History

United Kingdom
- Name: Jupiter
- Namesake: Jupiter (mythology)
- Builder: Simon Temple, South Shields
- Launched: 9 July 1805
- Fate: Condemned 1829

General characteristics
- Tons burthen: 342, or 35680⁄94, or 357 (bm)
- Armament: 12 × 6-pounder guns

= Jupiter (1805 ship) =

Jupiter was launched in 1805 at Shields, England. In addition to sailing generally as a transport, she made one voyage to Bengal sailing there under a licence from the British East India Company (EIC). She also made one voyage to Australia in 1823 carrying a small number of migrants. She was condemned in 1829 as unseaworthy.

==Career==
She first appeared in Lloyd's Register (LR) in 1806 with Bellamy, master, Bousfield, owner, and trade London transport.

Lloyd's List (LL) reported on 24 February 1807 that the transports Cybelle, Jupiter and Retreat had run aground at Sheerness but had been gotten off with trifling damage.

The Jupiter transport, which had left Portsmouth on 19 December 1807, was reported to have run onshore at the Isle of Wight.

| Year | Master | Owner | Trade | Source & notes |
|---|---|---|---|---|
| 1810 | Martin | Bousfield | London–Brazil | LR; damage repaired and large repair 1807 |
| 1815 | J.Martin J.Goldsmith | Bousfield | London transport | LR; large repair 1807 |
| 1820 | Smith Swan | Bousfield | London–Curacoa | LR; large repair 1807, thorough repairs 1817 and 1820 |

On 2 February Jupiter, Smith, master, was off Poole, on her way to the Spanish Main.

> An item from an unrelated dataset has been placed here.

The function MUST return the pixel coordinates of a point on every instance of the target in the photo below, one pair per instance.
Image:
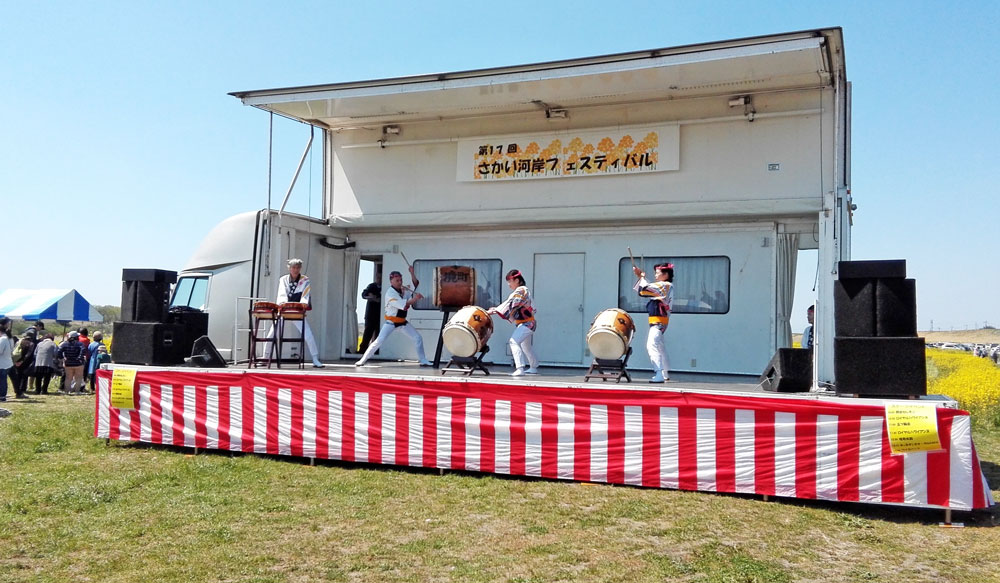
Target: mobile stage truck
(723, 158)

On 17 August 1819, Jupiter, Smith, master, was sailing from Jamaica to London when she ran onshore on the coast of Florida. The crew threw some 70–80 hogsheads of sugar overboard on the 21st and was gotten off with the assistance of some wrecking vessels. She arrived at Nassau, Bahamas, on 7 September. She arrived back at Gravesend on 1 December.

In 1813 the EIC had lost its monopoly on the trade between India and Britain. British ships were then free to sail to India or the Indian Ocean under a license from the EIC.

On 4 February 1821 Jupiter, Swan, master, sailed from Gravesend, bound for Bombay. On 1 January 1822 Jupiter, Swan, master, sailed from Bengal for London. On 27 April Jupiter, Swan, master, was at Saint Helena, having come from Bengal. She sailed for London on 1 May, and arrived at Deal on 1 July.

Jupiter, Captain John (or Johnathon) Park, sailed from London on 2 June 1823. She arrived at Hobart Town, Van Diemen's Land, on 6 November, and Port Jackson on 27 November. She carried a number of women and families sent out by government to join their relatives, together with 12 females from the Guardian Society, and 15 pensioned non-commissioned officers and soldiers of the Royal Artillery to occupy situations of superintendents. She had sailed via Cape Town.

| Year | Master | Owner | Trade | Source & notes |
|---|---|---|---|---|
| 1825 | Park | Bousfield | London–New South Wales | Register of Shipping (RS); damages and large repair 1817, & thorough repair 1820 |
| 1828 | Heyward | Bousfield Moats | Cork–New South Wales London transport | RS; damages and large repair 1817, & thorough repair 1820 |

In 1827 Jupiter, Hawood, master, was serving as a troop transport. Lloyd's List reported on 11 May 1827 that the Jupiter transport, from Jamaica to Portsmouth, had put into Nassau on 11 March. She had struck on the Colerados and a reef. The troops she was carrying had disembarked and her stores were being landed.

==Fate==
Lloyd's List reported on 24 March 1829 that Jupiter, Clappison, master, had been condemned at Bermuda. Another source stated that Jupiter had been condemned at Bermuda as unseaworthy and had been sold for breaking up.